= Kiss a Little Longer =

Kiss a Little Longer was an advertising slogan used by the William Wrigley Jr. Corporation to market their gum products in the late 1970s.

==Overview==
In 1976 Big Red joined the Wm. Wrigley Jr. Company, the largest American manufacturer of chewing gum. The Wrigley family at the time also included Doublemint, Wrigley's Spearmint, Juicy Fruit, and Freedent. Seeing a need in the cinnamon gum market for a full-sized stick, Wrigley launched the campaign in 1979. The advertising campaign's jingle and refrain, "Kiss a Little Longer", became familiar to viewers across the United States in the years afterwards when it was used.

==Target Market==
Since its creation, Big Red's "Kiss a Little Longer" campaign targeted teens and young adults. This age group consumed half the chewing gum in the United States at the time. Big Red's other major target had been consumers of competitor cinnamon gums, especially Dentyne.

==Marketing Strategy==
In 1979, three years after Big Red was introduced, the brand's marketing strategy was re-positioned on the concept of 'long lasting fresh breath.' The "Little Longer" campaign was developed to communicate Big Red's product superiority and the benefits it conferred on those who wanted to 'stay close longer.' The marketing situation and conclusions that led to the "Little Longer" campaign began with an awareness that the use and market share of Big Red were declining. At the time, Big Red was only weakly perceived as a cinnamon gum compared to Dentyne, a leader in the national market. The advertising agency BBDO identified two problems that many cinnamon gum chewers faced that Wrigley's could exploit with Big Red. First, the gum did not keep a chewer's breath fresh for a long enough time, and second, many brands of cinnamon gum were too small. Big Red was superior to its competitors in both of these senses, and the marketing statement "No little cinnamon gum freshens breath longer than Big Red" was developed in response and had appeared in many advertisements since then.

This approach was used to show the end benefit of longer lasting fresh breath, primarily the emotional rewards of being closer to others a little longer.

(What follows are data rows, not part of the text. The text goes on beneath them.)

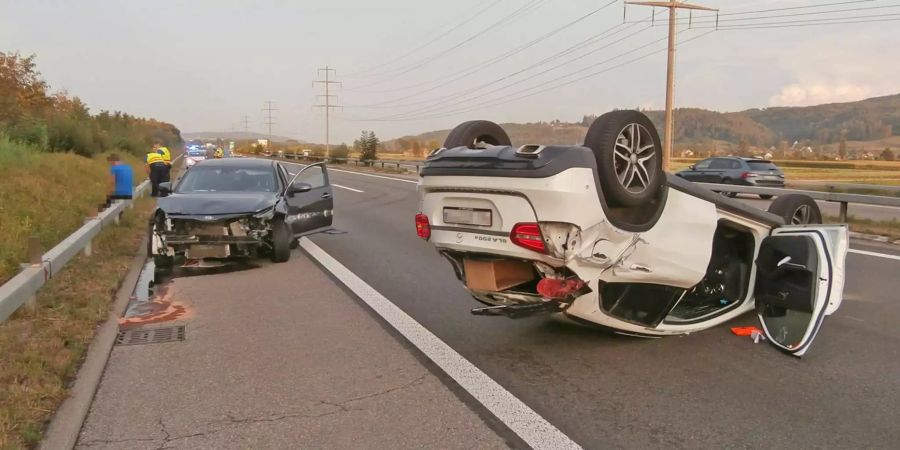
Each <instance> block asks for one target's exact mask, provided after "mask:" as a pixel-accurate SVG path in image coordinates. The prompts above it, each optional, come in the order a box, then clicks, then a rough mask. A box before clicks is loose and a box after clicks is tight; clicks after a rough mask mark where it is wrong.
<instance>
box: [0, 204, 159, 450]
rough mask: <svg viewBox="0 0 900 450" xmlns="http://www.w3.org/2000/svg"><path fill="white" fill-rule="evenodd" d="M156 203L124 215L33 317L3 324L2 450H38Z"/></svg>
mask: <svg viewBox="0 0 900 450" xmlns="http://www.w3.org/2000/svg"><path fill="white" fill-rule="evenodd" d="M154 204H155V202H154V201H153V200H151V199H146V198H145V199H143V200H140V201H138V202H137V204H136V206H135V208H134V209H133V210H126V212H125V214H124V216H123V217H122V221H121V223H120V225H118V226H112V227H109V228H107V229H105V230H104V231H103V232H102V233H101V235H100V236H99V237H98V238H97V239H96V240H95V241H94V248H93V250H94V251H93V255H92V256H90V257H85V256H84V255H79V256H78V257H77V259H76V260H74V261H72V262H70V263H69V264H68V265H67V266H66V269H65V270H64V271H63V272H62V273H60V274H59V275H57V276H56V277H54V278H53V279H51V280H50V281H49V282H48V283H47V284H46V285H45V286H44V287H43V288H42V289H41V290H40V291H39V292H38V296H37V304H38V307H37V308H36V309H35V310H34V311H27V310H26V309H24V308H23V309H20V310H19V311H18V312H17V313H16V314H15V315H14V316H13V317H11V318H10V319H9V320H7V321H6V322H4V323H2V324H0V355H2V361H3V363H2V364H0V449H4V450H9V449H21V448H31V447H35V446H36V445H37V444H38V443H39V442H40V440H41V436H42V433H43V429H44V426H45V424H46V422H47V421H48V420H49V419H50V417H51V415H52V414H53V412H54V411H55V410H56V408H57V407H59V405H60V404H61V403H62V401H63V400H64V399H65V398H66V395H67V392H68V386H69V384H70V382H71V381H72V378H73V377H74V376H75V374H76V372H77V370H78V367H79V366H80V365H81V361H82V359H83V358H84V354H85V351H86V350H87V347H88V345H89V344H90V342H91V340H92V339H93V337H94V332H95V330H96V329H97V326H98V325H99V324H100V323H101V322H102V321H104V320H105V319H106V318H107V317H108V311H109V306H110V303H111V301H112V299H113V296H114V294H115V292H116V290H117V289H118V287H119V284H120V283H121V280H122V279H123V278H124V276H125V274H126V272H127V271H128V268H129V266H130V263H131V261H132V259H133V258H134V255H135V253H136V252H137V251H138V249H139V246H140V242H141V239H142V238H143V235H144V234H145V233H146V224H147V220H148V218H149V215H150V213H151V211H152V210H153V206H154Z"/></svg>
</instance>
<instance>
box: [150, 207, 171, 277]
mask: <svg viewBox="0 0 900 450" xmlns="http://www.w3.org/2000/svg"><path fill="white" fill-rule="evenodd" d="M158 219H159V216H153V219H151V220H150V224H149V227H148V229H147V256H148V257H152V258H153V265H154V266H155V267H156V269H157V270H171V269H172V266H174V265H175V258H173V257H171V256H169V255H155V254H153V228H154V227H155V225H156V221H157V220H158Z"/></svg>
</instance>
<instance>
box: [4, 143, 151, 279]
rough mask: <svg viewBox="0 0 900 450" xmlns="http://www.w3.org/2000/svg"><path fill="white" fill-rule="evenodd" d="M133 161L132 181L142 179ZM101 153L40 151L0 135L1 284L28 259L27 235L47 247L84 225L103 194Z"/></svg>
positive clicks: (53, 245) (106, 183)
mask: <svg viewBox="0 0 900 450" xmlns="http://www.w3.org/2000/svg"><path fill="white" fill-rule="evenodd" d="M123 158H124V159H125V160H126V162H128V163H130V164H132V167H133V168H134V171H135V172H134V173H135V177H134V178H135V182H136V183H139V182H140V181H143V179H144V178H145V177H144V175H143V174H144V171H143V168H142V165H141V162H140V160H138V159H137V158H136V157H133V156H125V155H123ZM108 170H109V169H108V165H107V162H106V160H105V155H102V154H101V155H97V156H95V157H94V158H85V157H82V156H78V155H75V154H72V153H44V152H40V151H38V150H37V149H35V148H34V147H32V146H29V145H25V144H21V143H16V142H11V141H10V140H9V138H7V137H5V136H2V135H0V284H2V283H3V282H5V281H6V280H7V279H9V278H10V277H12V276H13V275H15V274H16V273H17V272H18V271H19V263H22V262H25V261H26V259H27V255H26V252H27V248H26V247H27V243H28V238H29V236H32V235H36V236H37V237H38V238H39V239H40V242H41V245H42V246H43V248H44V249H45V250H49V249H50V248H51V247H53V246H54V245H56V244H57V243H58V242H59V241H61V240H62V239H63V238H65V237H66V236H67V235H69V234H70V233H72V232H73V231H75V230H77V229H78V228H79V227H81V225H83V224H84V218H85V217H87V216H89V215H91V214H92V213H94V212H96V211H97V206H98V205H99V204H101V203H103V201H104V200H105V198H106V189H107V183H108V177H109V175H108V174H109V172H108Z"/></svg>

The tone was meant to be fun a lively. Lighthearted humor and wholesomeness formed the creative base on which Big Red advertising was created. The popular "Little Longer" campaign showed consumers that many pleasurable situations in which to chew Big Red gum. Throughout its history the advertising slogan was used primarily in television advertising. In 1991 radio spots were introduced, relying on what had become a familiar theme with familiar music. For a brief time, from 1987 to 1990, print ads also appeared.

==Outcome==
The "Little Longer" campaign drove Big Red market share growth for 15 consecutive years. When Big Red was introduced in 1976 Dentyne was the cinnamon gum leader, but by 1987, backed by the "Little Longer" campaign, Big Red became the number one cinnamon gum and remained so for years. In recent years, Wrigley's and Big Red have moved away from the "Kiss a Little Longer" line, in attempts to focus consumers on a new formula that results in even more longer lasting flavor.